Spotlight on: Patriot of Color Descendant
The Robbins House Advisor Denise Dennis Shares Her Family History
By Jim Callahan, Robbins House Board Member
A rare Revolutionary War powder horn now rests quietly in a Philadelphia, Pa., museum, but if it could talk it would tell an amazing tale dating back before the Revolutionary War and linking Concord’s rich history to African American descendants living today.
One of those descendants is Denise Dennis, who has traced her roots back to the owner of that powder horn, Gershon Prince, and a young Abel Benson, who, at the age of 9, rode throughout the Massachusetts countryside on that fateful night: April 18, 1775.
Benson, along with more than 30 other “freedom riders,” has been largely ignored by history. Of course, Paul Revere, immortalized by poet Henry Wadsworth Longfellow, has not.
Denise Dennis, whose fourth great grandparents, Frank and Rosanna Lewis Benson, were married in Concord by Reverend Joseph Penniman in 1777, also heads the Dennis Farm Charitable Land Trust in Susquehanna County, Pennsylvania. Click here for the rest of the story.

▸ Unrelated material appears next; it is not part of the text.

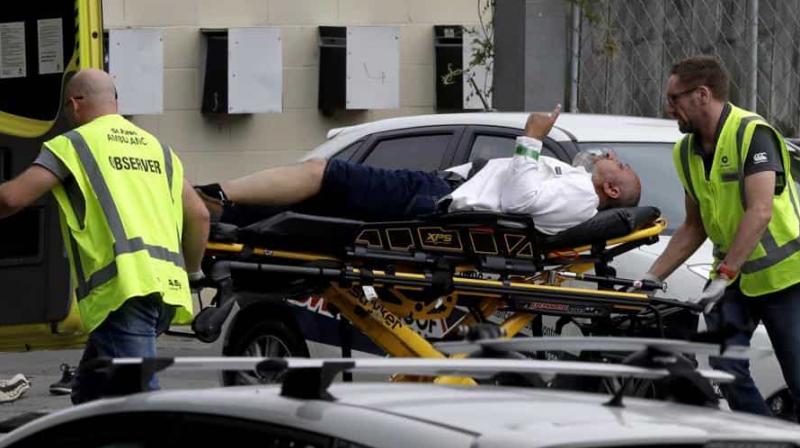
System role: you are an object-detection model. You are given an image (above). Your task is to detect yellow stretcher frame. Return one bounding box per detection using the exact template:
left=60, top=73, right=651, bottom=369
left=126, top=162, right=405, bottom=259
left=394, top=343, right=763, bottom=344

Of a recent visit to Concord, Denise said, “When I visited the Robbins House, I immediately noticed how similar it is to our farm house. Both . . . originally featured a center fireplace. The four-bedroom Dennis house was restored and modernized in 1939, however, and the fireplace was replaced in a central staircase and separate kitchen. We spent time at the farm each summer when I was a child.”
With the availability of farmable land diminishing in eastern Massachusetts in the 17th-18th centuries, it was not uncommon for many people to move westward and seek opportunities elsewhere, and that is what Denise’s ancestors did, moving from Massachusetts to Vermont and then onto Connecticut before finally settling in Pennsylvania.
One of those ancestors was Gershon Prince, fighting for the colonials during the Revolutionary War. He was killed in the Battle of Wyoming in 1778 (now a part of Pennsylvania, but then a part of Connecticut). Prince was buried in a common grave at the battle site, but his powder horn was recovered and later returned to his family.
Another ancestor, Abel Benson, raised the alarm that the British were advancing toward Concord, riding through areas of Natick and Needham to rouse colonials in those towns. Abel was the grandson of Nero Benson, who was also the grandfather of Hannah Benson Dennis, Denise’s great-great-great grandmother.
Nero Benson, by the way, had served in the French & Indian Wars as a trumpeter in the Muster Roll of Captain Isaac Clark’s Company.